Soil temperature and humidity varied during the two field tests, which were influenced by rainfall and climate. The relatively high temperature and humidity conditions in 2020 were favorable for the propagation of the bacterial strains; thus, the degradation effect achieved in this year was more significant than that in 2021. The climate in 2021 was unique in that overall temperature and humidity were low, especially in the initial stage of the experiment when the soil temperature was below 15 °C and gradually decreased as the experiment progressed. Although the degradation of stover and its components was slightly poorer in 2021 than in the laboratory soil culture test, the effect of the bacterial agent applied in the same environment in both field tests was still significantly higher than that of the control group. In addition, the main components of stover dry matter are lignin, cellulose, and hemicellulose, which are the main factors that limit stover degradation. Lignin, in particular, has been a challenge for stover degradation research due to its complex and recalcitrant structure [36,39]. In the present study, the bacterial agent treatment significantly increased the degradation rate of stover components in both laboratory and field tests, maintaining the outstanding degradation ability of stover lignin in the field, which is important for bacterial agent applications, especially for stover degradation in low-temperature regions.
The strains in our study were P. putida and A. lwoffii, for which the degradation ability has been reported in previous studies.
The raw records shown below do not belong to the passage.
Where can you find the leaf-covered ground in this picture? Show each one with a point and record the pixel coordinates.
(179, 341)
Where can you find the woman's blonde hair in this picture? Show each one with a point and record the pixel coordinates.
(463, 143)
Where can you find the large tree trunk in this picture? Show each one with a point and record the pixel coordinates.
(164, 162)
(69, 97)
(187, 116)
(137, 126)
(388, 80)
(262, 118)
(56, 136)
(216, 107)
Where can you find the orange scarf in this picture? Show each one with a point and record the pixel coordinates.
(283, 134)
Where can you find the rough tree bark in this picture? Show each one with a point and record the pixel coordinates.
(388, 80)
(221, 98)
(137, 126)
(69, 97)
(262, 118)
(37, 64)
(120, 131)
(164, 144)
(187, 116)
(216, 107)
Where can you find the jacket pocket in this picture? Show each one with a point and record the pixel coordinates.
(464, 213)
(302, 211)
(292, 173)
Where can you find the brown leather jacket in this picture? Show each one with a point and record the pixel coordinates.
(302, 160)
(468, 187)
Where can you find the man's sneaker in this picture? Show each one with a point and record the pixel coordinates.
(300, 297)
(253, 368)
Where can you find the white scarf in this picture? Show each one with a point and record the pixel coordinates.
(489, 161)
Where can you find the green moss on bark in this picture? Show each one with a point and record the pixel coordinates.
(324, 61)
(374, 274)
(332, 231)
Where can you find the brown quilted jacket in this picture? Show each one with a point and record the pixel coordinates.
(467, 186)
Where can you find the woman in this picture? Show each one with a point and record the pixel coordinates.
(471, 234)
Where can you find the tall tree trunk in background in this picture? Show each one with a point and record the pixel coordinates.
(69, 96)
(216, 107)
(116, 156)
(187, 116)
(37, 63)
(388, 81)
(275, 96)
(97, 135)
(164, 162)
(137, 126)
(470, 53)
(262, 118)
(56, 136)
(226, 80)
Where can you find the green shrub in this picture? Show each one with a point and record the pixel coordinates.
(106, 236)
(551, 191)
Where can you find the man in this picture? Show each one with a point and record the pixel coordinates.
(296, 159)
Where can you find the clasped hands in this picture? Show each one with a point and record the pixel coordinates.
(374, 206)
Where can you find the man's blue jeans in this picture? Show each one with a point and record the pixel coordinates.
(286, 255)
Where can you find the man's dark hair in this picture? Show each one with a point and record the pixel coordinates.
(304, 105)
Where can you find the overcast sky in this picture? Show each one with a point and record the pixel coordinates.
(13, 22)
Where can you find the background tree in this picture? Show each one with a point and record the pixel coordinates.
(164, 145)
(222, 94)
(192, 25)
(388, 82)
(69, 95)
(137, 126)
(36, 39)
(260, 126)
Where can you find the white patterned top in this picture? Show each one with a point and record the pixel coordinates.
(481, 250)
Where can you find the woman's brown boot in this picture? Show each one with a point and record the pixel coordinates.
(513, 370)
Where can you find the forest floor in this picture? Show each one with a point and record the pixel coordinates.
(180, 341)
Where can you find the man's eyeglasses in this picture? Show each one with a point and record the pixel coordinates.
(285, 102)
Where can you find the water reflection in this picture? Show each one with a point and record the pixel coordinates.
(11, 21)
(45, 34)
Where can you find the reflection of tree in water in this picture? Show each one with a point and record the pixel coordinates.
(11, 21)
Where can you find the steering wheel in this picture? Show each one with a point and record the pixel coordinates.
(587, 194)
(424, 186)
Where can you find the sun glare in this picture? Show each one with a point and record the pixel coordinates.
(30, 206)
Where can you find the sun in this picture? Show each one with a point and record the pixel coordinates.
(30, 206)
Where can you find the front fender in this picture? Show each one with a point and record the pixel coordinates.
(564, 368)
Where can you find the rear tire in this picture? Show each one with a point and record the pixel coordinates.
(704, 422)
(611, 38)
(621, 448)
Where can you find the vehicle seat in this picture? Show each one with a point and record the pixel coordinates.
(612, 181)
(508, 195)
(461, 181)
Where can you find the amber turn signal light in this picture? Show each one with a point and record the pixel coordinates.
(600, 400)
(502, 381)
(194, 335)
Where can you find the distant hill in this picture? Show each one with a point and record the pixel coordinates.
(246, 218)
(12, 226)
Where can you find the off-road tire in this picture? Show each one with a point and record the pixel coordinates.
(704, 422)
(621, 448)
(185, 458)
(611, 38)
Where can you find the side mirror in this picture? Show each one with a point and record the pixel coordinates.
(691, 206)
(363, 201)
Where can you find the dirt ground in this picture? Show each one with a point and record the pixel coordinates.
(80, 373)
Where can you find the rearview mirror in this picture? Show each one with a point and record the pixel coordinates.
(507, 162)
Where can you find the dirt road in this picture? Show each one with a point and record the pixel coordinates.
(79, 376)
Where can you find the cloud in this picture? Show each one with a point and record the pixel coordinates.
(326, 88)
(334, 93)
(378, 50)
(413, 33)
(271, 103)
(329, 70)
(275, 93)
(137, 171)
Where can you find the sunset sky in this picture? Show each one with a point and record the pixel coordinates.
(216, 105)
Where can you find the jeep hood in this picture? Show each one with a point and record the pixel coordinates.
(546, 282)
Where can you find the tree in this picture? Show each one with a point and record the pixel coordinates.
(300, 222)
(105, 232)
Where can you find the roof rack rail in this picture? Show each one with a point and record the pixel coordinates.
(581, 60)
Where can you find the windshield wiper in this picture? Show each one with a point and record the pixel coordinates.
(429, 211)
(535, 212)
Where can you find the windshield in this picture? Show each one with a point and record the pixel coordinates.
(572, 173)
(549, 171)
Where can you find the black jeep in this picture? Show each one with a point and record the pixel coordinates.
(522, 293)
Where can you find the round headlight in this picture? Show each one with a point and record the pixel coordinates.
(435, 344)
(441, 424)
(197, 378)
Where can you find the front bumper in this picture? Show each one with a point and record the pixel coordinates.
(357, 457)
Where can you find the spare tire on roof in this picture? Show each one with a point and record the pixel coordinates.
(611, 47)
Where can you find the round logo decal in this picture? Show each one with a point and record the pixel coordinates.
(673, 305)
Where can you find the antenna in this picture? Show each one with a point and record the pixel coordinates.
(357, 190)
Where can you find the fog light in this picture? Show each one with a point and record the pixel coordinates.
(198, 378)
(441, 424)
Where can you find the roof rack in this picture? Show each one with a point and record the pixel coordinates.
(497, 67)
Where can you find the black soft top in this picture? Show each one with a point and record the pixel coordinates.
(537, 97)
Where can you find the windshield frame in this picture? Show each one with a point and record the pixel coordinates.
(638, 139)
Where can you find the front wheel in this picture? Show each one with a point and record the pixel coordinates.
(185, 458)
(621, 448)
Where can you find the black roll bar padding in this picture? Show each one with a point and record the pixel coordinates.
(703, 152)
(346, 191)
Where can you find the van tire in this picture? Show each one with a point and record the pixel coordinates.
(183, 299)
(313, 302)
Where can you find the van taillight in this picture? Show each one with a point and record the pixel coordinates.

In a screening of numerous species with lignin-degrading activity in humus-rich forest black soil residues, Brossi et al. showed that Acinetobacter could efficiently degrade aromatic hydrocarbons and phenols, and it is one of the species that can use aromatic and aliphatic carboxylic esters as a sole carbon source [40]. Pseudomonas exhibits a great capacity for aerobic degradation and secretes extracellular enzymes (e.g., proteases and urease) at high levels, which can be involved in the metabolism of complex carbohydrates [41]. In addition, the substrate of the strain can induce or stimulate the production of corresponding enzymes; for example, as an additive to the bacterial agent, the lignocellulose-rich corn stover powder can stimulate, to an extent, the secretion of enzymes related to lignocellulose degradation [42]. This response explains the outstanding ability of the bacterial agent to degrade the components of corn stover observed in this study.
Our results demonstrated how the additives could effectively protect the activity of the bacterial strain in low-temperature soil. The efficient low-temperature adaptation prompted us to use temperature-restricted succession cultures in subsequent experiments to allow the strain to adapt to a lower-temperature environment and explore its potential to adapt to a larger range of low-temperature conditions for efficient stover return.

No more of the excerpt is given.